The Power Spectrum under Linear Turbulence
In an attempt to square 
up my understanding of nonlinear fluid dynamics and the connection between 
Green's functions and two-point correlation functions, I have been playing 
with the following, very general equation 
\begin{eqnarray} 
L^0 u_\alpha(\vec{x},t) &=& f_\alpha (\vec{x},t)+ M_{\alpha \beta 
\gamma}(\vec{x},t) \int \beta (\vec{x},t) \gamma(\vec{q}-\vec{x},t) d^3q 
\end{eqnarray} 
Where, in the above, $L^0$ is a linear differential operator. The diffusion 
equation would be a good example: 
\begin{eqnarray} 
L^0 \sim \frac{\partial}{\partial t} - \nu \vec{\nabla}^2 
\end{eqnarray} 
By linear, I mean that $L^0$ is not a function of our function of interest 
$u_\alpha(\vec{x},t)$, which we are trying to solve/predict. I have given $u$ 
a subscript $\alpha$ to keep track of four components: the three cartesian 
velocities and the density. This fully describes fluid motion. 

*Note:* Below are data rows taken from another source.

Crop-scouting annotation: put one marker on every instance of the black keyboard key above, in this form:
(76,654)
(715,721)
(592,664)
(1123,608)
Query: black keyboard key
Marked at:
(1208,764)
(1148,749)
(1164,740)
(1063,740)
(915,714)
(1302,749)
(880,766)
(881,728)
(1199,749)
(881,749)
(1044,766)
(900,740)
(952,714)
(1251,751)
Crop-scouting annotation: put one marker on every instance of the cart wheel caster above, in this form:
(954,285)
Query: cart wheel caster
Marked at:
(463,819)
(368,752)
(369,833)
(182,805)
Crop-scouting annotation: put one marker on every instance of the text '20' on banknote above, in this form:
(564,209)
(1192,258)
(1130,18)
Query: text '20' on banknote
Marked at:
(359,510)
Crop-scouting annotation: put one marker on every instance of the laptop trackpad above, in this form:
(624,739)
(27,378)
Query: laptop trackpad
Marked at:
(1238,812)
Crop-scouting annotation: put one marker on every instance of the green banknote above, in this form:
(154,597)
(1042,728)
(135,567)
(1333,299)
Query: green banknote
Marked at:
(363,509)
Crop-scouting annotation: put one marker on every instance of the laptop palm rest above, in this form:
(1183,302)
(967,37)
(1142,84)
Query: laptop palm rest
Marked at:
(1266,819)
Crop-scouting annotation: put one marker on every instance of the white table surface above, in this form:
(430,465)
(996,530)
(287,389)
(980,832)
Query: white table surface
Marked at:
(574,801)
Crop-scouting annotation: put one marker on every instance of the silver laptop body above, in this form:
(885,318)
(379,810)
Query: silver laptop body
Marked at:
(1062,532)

Let's call the  quantity $f_\alpha$ the "noise" or "stirring" term, that 
excites the systems over space and time. The final term in the above equation 
is our non-linear "mixing" function, but more on that later. 
We can solve the linear system 
\begin{eqnarray} 
L^0 u_\alpha(\vec{x},t) &=& f_\alpha (\vec{x},t) 
\end{eqnarray} 
by just writing our function of interest $u_\alpha (\vec{x},t)$ in terms of 
what's called a linear Green's function. The Green's function has the 
following properties: 
\begin{eqnarray} 
L^0 G^0(\vec{x},t \vert \vec{x}^\prime, t^\prime) &=& 
\delta(\vec{x}-\vec{x}^\prime)\delta(\vec{t}-\vec{t}^\prime) \\ 
&=& 0 \ \ \ \mathrm{if} \ \ t<t^\prime 
\end{eqnarray} 
and can be built out of something called the propagator, which has some 
slightly different characteristics: 
\begin{eqnarray} 
L^0K^0(\vec{x},t \vert \vec{x}^\prime, t^\prime) &=& 0 \ \ \ 
\mathrm{if} \ \ t>t^\prime \\ 
K^0(\vec{x},t \vert \vec{x}^\prime, t^) &=&  
\delta(\vec{x}-\vec{x}^\prime) \ \ \ \mathrm{for\ \ equal \ \ times} 
\end{eqnarray} 
If take a look at our linear system in fourier space, we will see that the 
differential operator -- transforming $\vec{x}$, not t -- becomes an algebraic 
function of $\vec{k}$ and $\partial_t$: 
\begin{eqnarray} 
\tilde{L}^0(\vec{k},\partial_t) u_\alpha(\vec{k},t) &=& f_\alpha 
(\vec{k},t) 
\end{eqnarray} 
We would like to construct our linear *solution *to this system using the 
Green's functions. Now we know, from above that $L^0$ applied to our Green's 
function yields 
\begin{eqnarray} 
\tilde{L}^0 G^0(\vec{k},t \vert \vec{k}^\prime, t^\prime) &=& 1 \cdot 
\delta(t-t^\prime) 
\end{eqnarray} 
Where I have taken the fourier transform of the spatial dirac delta function 
from before, which is unity. In a translationally -- or momentum conserving -- 
system, we expect all fourier transforms of functions to carry with them an 
extra dirac term: 
\begin{eqnarray} 
\tilde{L}^0 G^0(\vec{k},t \vert \vec{k}^\prime, t^\prime) \delta(k+k^\prime) 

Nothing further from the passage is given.